_basecase or _sec? [

Torbjorn Granlund tg at gmplib.org
Fri May 3 14:40:49 CEST 2013


nisse at lysator.liu.se (Niels Möller) writes:

  I think Newton analogues exist only when b is a power, not in general.
  And the most important case is prime b.
  
I think it exists also for b can be factorised into prime powers...

  > I am not familiar with the Jebelean (or Möller!) criteria for gcd, but
  > my intuition suggests that there exists a O(k)-bit matrix which reduces
  > k bits from the operands.  And the same intuition suggests that it can
  > be computed from O(k) high bits.  Am I wrong?
  
  You need to have roughly *2k* bits of each operand to make k bits
  progress. And you get into trouble at least in the case that those 2k
  bits are equal (you need to subtract one operand from the other, but
  which depends on the other bits).
  
We don't need to insist on keeping operands positive.

  Let me think aloud.
  
  As a start, one should try to construct an algorithm which makes (at
  least) two bits of progress per iteration, with all problematic special
  cases handled in a side-channel silent manner. I looked into it briefly
  before writing my current code, but I couldn't find anything easy.
  
Two bits per bignum operation will give a 100% speedup, and still leave
a lot of headroom for future GMP releases.  :-)

  And I'm afraid the table lookup even for just two bits of progress needs
  5 bits from each operand, i.e., 1024 entries, which might leak
  information through the cache instead.
  
My thought was not to have a table, but plain loop which executed a
limb-size dependent number of iterations, and has not internal branches.
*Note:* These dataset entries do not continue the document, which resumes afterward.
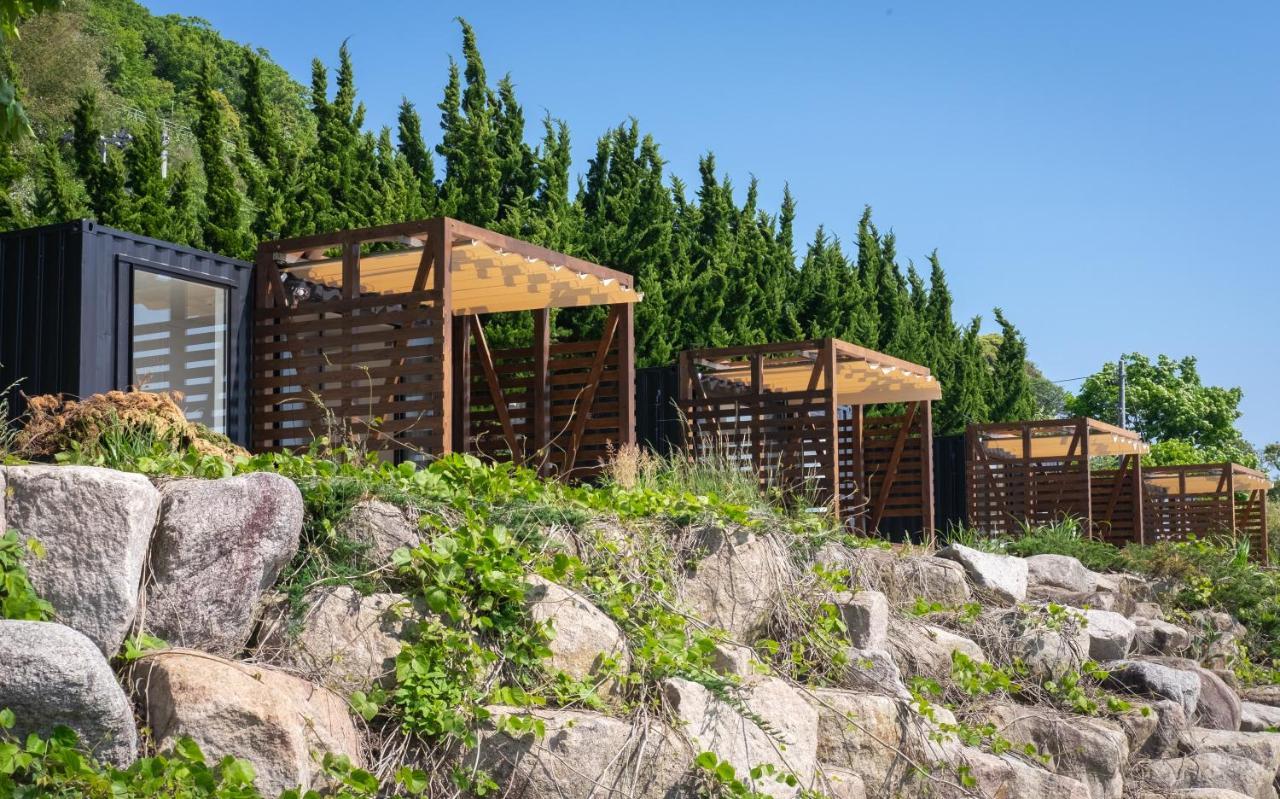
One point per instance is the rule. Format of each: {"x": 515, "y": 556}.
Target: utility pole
{"x": 1123, "y": 410}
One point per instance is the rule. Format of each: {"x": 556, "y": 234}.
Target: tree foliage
{"x": 1166, "y": 402}
{"x": 252, "y": 155}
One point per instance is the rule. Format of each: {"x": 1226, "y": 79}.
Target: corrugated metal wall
{"x": 65, "y": 305}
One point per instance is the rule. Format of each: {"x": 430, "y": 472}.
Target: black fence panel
{"x": 949, "y": 483}
{"x": 658, "y": 424}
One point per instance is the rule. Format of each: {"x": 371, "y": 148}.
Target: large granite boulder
{"x": 51, "y": 675}
{"x": 584, "y": 640}
{"x": 1211, "y": 770}
{"x": 338, "y": 638}
{"x": 382, "y": 528}
{"x": 1092, "y": 750}
{"x": 1004, "y": 575}
{"x": 737, "y": 581}
{"x": 218, "y": 546}
{"x": 789, "y": 743}
{"x": 584, "y": 756}
{"x": 1060, "y": 571}
{"x": 275, "y": 721}
{"x": 1157, "y": 680}
{"x": 903, "y": 578}
{"x": 1110, "y": 635}
{"x": 95, "y": 525}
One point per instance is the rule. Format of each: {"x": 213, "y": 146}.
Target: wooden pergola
{"x": 1040, "y": 471}
{"x": 795, "y": 414}
{"x": 1207, "y": 498}
{"x": 380, "y": 332}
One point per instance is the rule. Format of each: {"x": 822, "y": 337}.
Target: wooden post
{"x": 1139, "y": 501}
{"x": 927, "y": 470}
{"x": 440, "y": 240}
{"x": 540, "y": 407}
{"x": 460, "y": 357}
{"x": 1229, "y": 476}
{"x": 1088, "y": 478}
{"x": 626, "y": 342}
{"x": 859, "y": 476}
{"x": 832, "y": 425}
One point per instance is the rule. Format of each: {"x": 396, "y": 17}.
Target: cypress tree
{"x": 222, "y": 225}
{"x": 266, "y": 183}
{"x": 965, "y": 398}
{"x": 59, "y": 195}
{"x": 416, "y": 154}
{"x": 1010, "y": 392}
{"x": 147, "y": 208}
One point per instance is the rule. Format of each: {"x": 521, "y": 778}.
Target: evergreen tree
{"x": 223, "y": 225}
{"x": 965, "y": 398}
{"x": 147, "y": 208}
{"x": 96, "y": 165}
{"x": 266, "y": 183}
{"x": 59, "y": 195}
{"x": 416, "y": 154}
{"x": 1010, "y": 396}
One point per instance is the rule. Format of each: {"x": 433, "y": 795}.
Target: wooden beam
{"x": 927, "y": 469}
{"x": 438, "y": 241}
{"x": 891, "y": 468}
{"x": 496, "y": 393}
{"x": 588, "y": 398}
{"x": 542, "y": 402}
{"x": 626, "y": 337}
{"x": 460, "y": 356}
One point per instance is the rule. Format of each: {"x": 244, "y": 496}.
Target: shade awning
{"x": 1205, "y": 479}
{"x": 489, "y": 273}
{"x": 1059, "y": 438}
{"x": 863, "y": 377}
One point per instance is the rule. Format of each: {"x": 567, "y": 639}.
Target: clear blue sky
{"x": 1105, "y": 172}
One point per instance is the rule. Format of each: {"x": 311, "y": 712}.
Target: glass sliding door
{"x": 178, "y": 343}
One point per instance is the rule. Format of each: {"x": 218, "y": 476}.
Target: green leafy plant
{"x": 18, "y": 597}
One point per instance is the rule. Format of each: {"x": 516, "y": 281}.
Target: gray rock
{"x": 1152, "y": 679}
{"x": 339, "y": 639}
{"x": 1110, "y": 635}
{"x": 841, "y": 784}
{"x": 1091, "y": 750}
{"x": 734, "y": 660}
{"x": 382, "y": 526}
{"x": 906, "y": 578}
{"x": 928, "y": 651}
{"x": 1212, "y": 770}
{"x": 583, "y": 638}
{"x": 874, "y": 670}
{"x": 51, "y": 675}
{"x": 218, "y": 546}
{"x": 714, "y": 725}
{"x": 584, "y": 754}
{"x": 1219, "y": 708}
{"x": 1262, "y": 694}
{"x": 1261, "y": 748}
{"x": 1156, "y": 637}
{"x": 1171, "y": 734}
{"x": 873, "y": 735}
{"x": 1001, "y": 574}
{"x": 95, "y": 525}
{"x": 275, "y": 721}
{"x": 1060, "y": 571}
{"x": 737, "y": 583}
{"x": 1256, "y": 717}
{"x": 865, "y": 613}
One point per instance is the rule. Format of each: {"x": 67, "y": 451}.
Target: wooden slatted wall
{"x": 371, "y": 363}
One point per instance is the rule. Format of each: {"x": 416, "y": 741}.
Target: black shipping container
{"x": 86, "y": 309}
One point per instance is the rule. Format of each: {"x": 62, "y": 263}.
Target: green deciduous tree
{"x": 1166, "y": 401}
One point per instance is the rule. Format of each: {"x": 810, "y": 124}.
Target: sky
{"x": 1104, "y": 172}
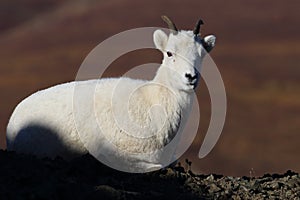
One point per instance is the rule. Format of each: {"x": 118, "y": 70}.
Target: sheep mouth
{"x": 194, "y": 85}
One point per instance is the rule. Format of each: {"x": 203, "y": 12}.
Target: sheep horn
{"x": 170, "y": 24}
{"x": 197, "y": 27}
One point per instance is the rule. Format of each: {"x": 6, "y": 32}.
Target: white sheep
{"x": 138, "y": 117}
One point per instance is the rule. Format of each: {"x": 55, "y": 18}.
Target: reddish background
{"x": 42, "y": 43}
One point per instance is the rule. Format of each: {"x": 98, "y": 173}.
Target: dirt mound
{"x": 27, "y": 177}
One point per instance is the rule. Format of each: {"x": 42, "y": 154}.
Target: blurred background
{"x": 42, "y": 43}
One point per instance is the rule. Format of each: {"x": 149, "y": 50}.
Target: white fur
{"x": 43, "y": 123}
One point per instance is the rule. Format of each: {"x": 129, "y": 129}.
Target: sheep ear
{"x": 160, "y": 39}
{"x": 209, "y": 42}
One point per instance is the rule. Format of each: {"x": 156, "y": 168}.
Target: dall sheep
{"x": 43, "y": 124}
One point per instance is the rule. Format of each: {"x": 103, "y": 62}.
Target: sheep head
{"x": 183, "y": 52}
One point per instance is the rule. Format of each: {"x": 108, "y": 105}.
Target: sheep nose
{"x": 190, "y": 77}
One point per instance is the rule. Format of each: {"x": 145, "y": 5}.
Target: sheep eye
{"x": 169, "y": 54}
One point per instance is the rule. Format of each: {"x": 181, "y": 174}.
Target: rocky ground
{"x": 26, "y": 177}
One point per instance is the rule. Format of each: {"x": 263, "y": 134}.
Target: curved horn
{"x": 171, "y": 25}
{"x": 197, "y": 27}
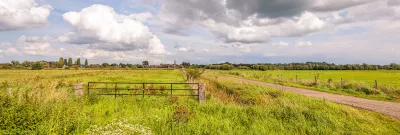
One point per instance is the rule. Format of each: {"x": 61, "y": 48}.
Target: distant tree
{"x": 122, "y": 65}
{"x": 185, "y": 64}
{"x": 61, "y": 62}
{"x": 193, "y": 73}
{"x": 15, "y": 62}
{"x": 78, "y": 62}
{"x": 70, "y": 63}
{"x": 37, "y": 66}
{"x": 105, "y": 65}
{"x": 145, "y": 63}
{"x": 86, "y": 63}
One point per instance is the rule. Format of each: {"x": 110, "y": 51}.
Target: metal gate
{"x": 142, "y": 89}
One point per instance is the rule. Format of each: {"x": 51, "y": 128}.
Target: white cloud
{"x": 102, "y": 28}
{"x": 303, "y": 43}
{"x": 281, "y": 43}
{"x": 22, "y": 14}
{"x": 36, "y": 45}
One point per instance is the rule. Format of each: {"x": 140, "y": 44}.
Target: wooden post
{"x": 202, "y": 93}
{"x": 143, "y": 89}
{"x": 78, "y": 89}
{"x": 316, "y": 81}
{"x": 9, "y": 91}
{"x": 341, "y": 81}
{"x": 171, "y": 91}
{"x": 115, "y": 90}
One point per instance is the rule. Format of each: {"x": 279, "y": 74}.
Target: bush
{"x": 37, "y": 66}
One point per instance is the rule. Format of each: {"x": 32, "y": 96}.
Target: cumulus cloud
{"x": 281, "y": 43}
{"x": 102, "y": 28}
{"x": 303, "y": 43}
{"x": 237, "y": 47}
{"x": 35, "y": 45}
{"x": 22, "y": 14}
{"x": 253, "y": 21}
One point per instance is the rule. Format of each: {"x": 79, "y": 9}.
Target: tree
{"x": 86, "y": 63}
{"x": 193, "y": 73}
{"x": 78, "y": 62}
{"x": 37, "y": 66}
{"x": 61, "y": 62}
{"x": 70, "y": 63}
{"x": 185, "y": 64}
{"x": 145, "y": 63}
{"x": 105, "y": 64}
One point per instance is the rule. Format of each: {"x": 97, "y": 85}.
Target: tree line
{"x": 302, "y": 66}
{"x": 68, "y": 63}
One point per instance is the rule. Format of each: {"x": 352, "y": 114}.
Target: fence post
{"x": 171, "y": 91}
{"x": 115, "y": 90}
{"x": 202, "y": 93}
{"x": 341, "y": 82}
{"x": 316, "y": 80}
{"x": 88, "y": 88}
{"x": 78, "y": 89}
{"x": 143, "y": 89}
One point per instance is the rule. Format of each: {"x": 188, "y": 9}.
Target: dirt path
{"x": 387, "y": 108}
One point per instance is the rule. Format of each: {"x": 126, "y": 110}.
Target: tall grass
{"x": 355, "y": 83}
{"x": 45, "y": 104}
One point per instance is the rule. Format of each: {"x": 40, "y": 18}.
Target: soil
{"x": 386, "y": 108}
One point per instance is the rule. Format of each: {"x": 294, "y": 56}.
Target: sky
{"x": 201, "y": 31}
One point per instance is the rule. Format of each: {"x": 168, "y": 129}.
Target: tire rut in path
{"x": 387, "y": 108}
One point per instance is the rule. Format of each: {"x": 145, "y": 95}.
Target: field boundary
{"x": 387, "y": 108}
{"x": 139, "y": 88}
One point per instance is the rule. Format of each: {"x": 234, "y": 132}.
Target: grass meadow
{"x": 43, "y": 102}
{"x": 355, "y": 83}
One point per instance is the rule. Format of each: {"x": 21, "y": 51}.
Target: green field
{"x": 43, "y": 102}
{"x": 356, "y": 83}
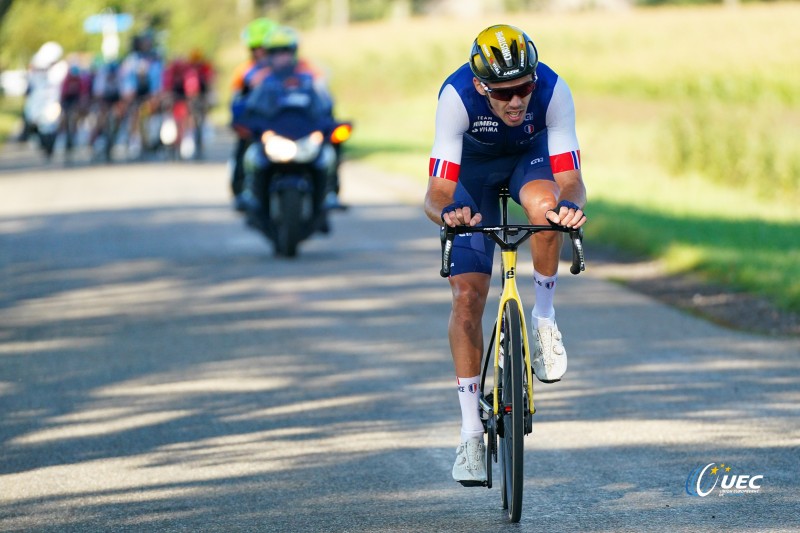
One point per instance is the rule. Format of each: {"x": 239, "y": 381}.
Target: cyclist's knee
{"x": 536, "y": 200}
{"x": 469, "y": 293}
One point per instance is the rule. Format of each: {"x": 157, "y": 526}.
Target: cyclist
{"x": 141, "y": 74}
{"x": 503, "y": 118}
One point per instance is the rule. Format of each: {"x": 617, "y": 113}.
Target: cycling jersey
{"x": 478, "y": 151}
{"x": 465, "y": 123}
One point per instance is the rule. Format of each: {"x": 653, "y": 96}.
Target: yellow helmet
{"x": 282, "y": 37}
{"x": 502, "y": 53}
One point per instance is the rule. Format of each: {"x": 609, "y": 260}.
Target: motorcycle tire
{"x": 288, "y": 223}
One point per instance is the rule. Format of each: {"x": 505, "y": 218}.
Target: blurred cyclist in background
{"x": 107, "y": 103}
{"x": 76, "y": 96}
{"x": 141, "y": 75}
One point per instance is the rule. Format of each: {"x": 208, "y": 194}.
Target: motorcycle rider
{"x": 46, "y": 74}
{"x": 254, "y": 36}
{"x": 282, "y": 74}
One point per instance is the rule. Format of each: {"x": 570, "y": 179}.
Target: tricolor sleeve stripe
{"x": 439, "y": 168}
{"x": 566, "y": 161}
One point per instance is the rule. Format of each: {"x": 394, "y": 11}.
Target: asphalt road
{"x": 160, "y": 370}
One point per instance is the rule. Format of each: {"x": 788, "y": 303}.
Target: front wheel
{"x": 286, "y": 216}
{"x": 512, "y": 412}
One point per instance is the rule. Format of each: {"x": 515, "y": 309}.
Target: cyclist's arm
{"x": 565, "y": 157}
{"x": 452, "y": 120}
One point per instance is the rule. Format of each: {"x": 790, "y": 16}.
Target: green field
{"x": 689, "y": 122}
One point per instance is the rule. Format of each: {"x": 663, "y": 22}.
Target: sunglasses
{"x": 507, "y": 93}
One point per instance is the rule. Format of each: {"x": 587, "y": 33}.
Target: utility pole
{"x": 340, "y": 12}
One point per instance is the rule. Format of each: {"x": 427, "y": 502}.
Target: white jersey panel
{"x": 452, "y": 121}
{"x": 560, "y": 121}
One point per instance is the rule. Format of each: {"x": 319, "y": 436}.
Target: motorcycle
{"x": 290, "y": 165}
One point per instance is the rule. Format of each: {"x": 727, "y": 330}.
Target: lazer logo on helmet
{"x": 501, "y": 40}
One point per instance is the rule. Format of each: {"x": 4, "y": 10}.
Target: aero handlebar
{"x": 501, "y": 234}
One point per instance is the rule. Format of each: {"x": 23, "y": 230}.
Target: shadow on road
{"x": 160, "y": 368}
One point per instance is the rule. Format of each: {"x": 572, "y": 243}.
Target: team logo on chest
{"x": 484, "y": 124}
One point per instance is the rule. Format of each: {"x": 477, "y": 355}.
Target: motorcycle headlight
{"x": 169, "y": 132}
{"x": 283, "y": 150}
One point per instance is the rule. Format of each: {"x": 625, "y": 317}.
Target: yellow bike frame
{"x": 510, "y": 292}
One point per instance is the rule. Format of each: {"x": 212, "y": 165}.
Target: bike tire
{"x": 512, "y": 411}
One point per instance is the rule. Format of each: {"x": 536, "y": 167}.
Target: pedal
{"x": 467, "y": 483}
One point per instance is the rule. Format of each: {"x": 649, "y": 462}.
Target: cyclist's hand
{"x": 566, "y": 214}
{"x": 457, "y": 214}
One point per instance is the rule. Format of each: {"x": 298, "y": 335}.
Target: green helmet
{"x": 282, "y": 37}
{"x": 257, "y": 31}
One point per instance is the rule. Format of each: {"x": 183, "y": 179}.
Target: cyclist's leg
{"x": 534, "y": 187}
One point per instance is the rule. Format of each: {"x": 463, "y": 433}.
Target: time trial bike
{"x": 506, "y": 407}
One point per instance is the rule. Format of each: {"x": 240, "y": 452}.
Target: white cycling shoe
{"x": 549, "y": 355}
{"x": 470, "y": 466}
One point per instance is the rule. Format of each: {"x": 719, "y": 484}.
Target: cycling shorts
{"x": 479, "y": 183}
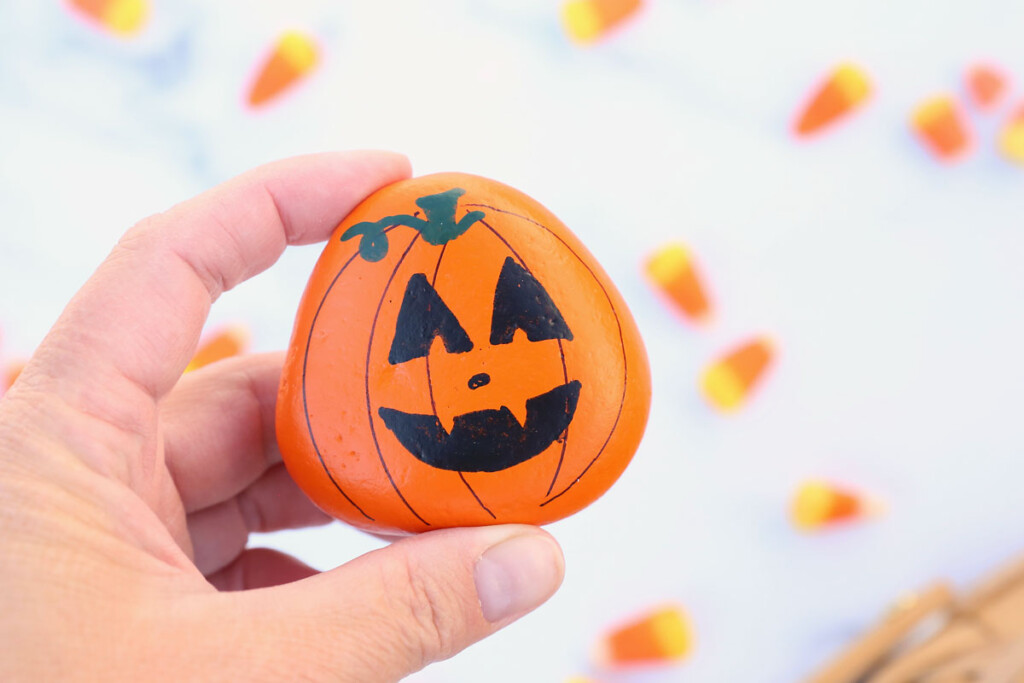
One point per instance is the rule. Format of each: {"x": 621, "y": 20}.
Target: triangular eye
{"x": 423, "y": 315}
{"x": 520, "y": 302}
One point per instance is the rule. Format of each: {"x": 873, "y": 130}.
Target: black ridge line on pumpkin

  Right-to-left algorithms will likely have easier bookkeeping than
  left-to-right algorithms.

I have not looked at right-to-left algorithms for gcdext, at least not
in a very long time.  Do they resolve gcd(a,b) = ax + by or something
like gcd(a,b)*2^t = ax + by?

  Instead of a lehmer-like algorithms which eliminates k bits of each
  operand using a vector/matrix multiply, it might be better (smaller
  table) to eliminate k bits from the larger operand only. But then we
  need to keep track of which operand is largest. I think this simplest
  appproach was the one I looked a bit into, and it didn't seem very
  promising. I think one can always eliminate two bits, by setting
  
    m <-- min(a,b)
    M <-- max(a,b)
    a <-- (M + k m) / 4
    b <-- m
    
  where k = ± 1, which ever is needed to make M + k m a multiple of 4. And
  then some additional logic for the case of even numbers (if M = 0 (mod
  4), just set k = 0, and if M = 2 (mod 4), set k = 2). But to go beyond
  two bits, one would need something like k-ary gcd, which might introduce
  false factors.
  
Right, answering my question above.  Cannot false factors of 2 be
handled?

  The k \in {0, 1, 2, -1} could be a conditional subtraction and addition
  
  1.  Subtract: d <-- a - [a odd] b   (if a odd)
  2.  Swap:     b <-- a, d <-- -d     (if underflow above, d < 0) 
  3.  Add:      a <-- a + 2 b         (under certain conditions)
  4.  Shift:    a <-- a / 4	    Always
  
  Current code does (1) and (2) only (and a shift by one bit).
  
  If one wants a single addmul_1, one could choose k \in {0,1,2,3}
  instead, but one still *needs* to take sign (a-b) into account; it's no
  use to add the larger operand to the smaller. Analysis of the guaranteed
  progress after n iterations is going to get more complicated with k > 0.
  
  For any variant, I think the iteration needs to take into account:
  
    Low bits of a and b (one can try to maintain b odd at all times, but
    one needs to handle the case of even a). Or high bits for a
    left-to-right algorithm, but I think that's going to be less
    convenient.
  
    Sign of (a - b).
  
  The straight-forward way to determine the sign of (a - b) is to actually
  compute the difference. The result of this subtraction is directly
  useful for the "plain" binary algorithm, but a bit wasted if we try
  something more sophisticated.
  
I suspect non-leaky code has to compute the sign as a full subtraction.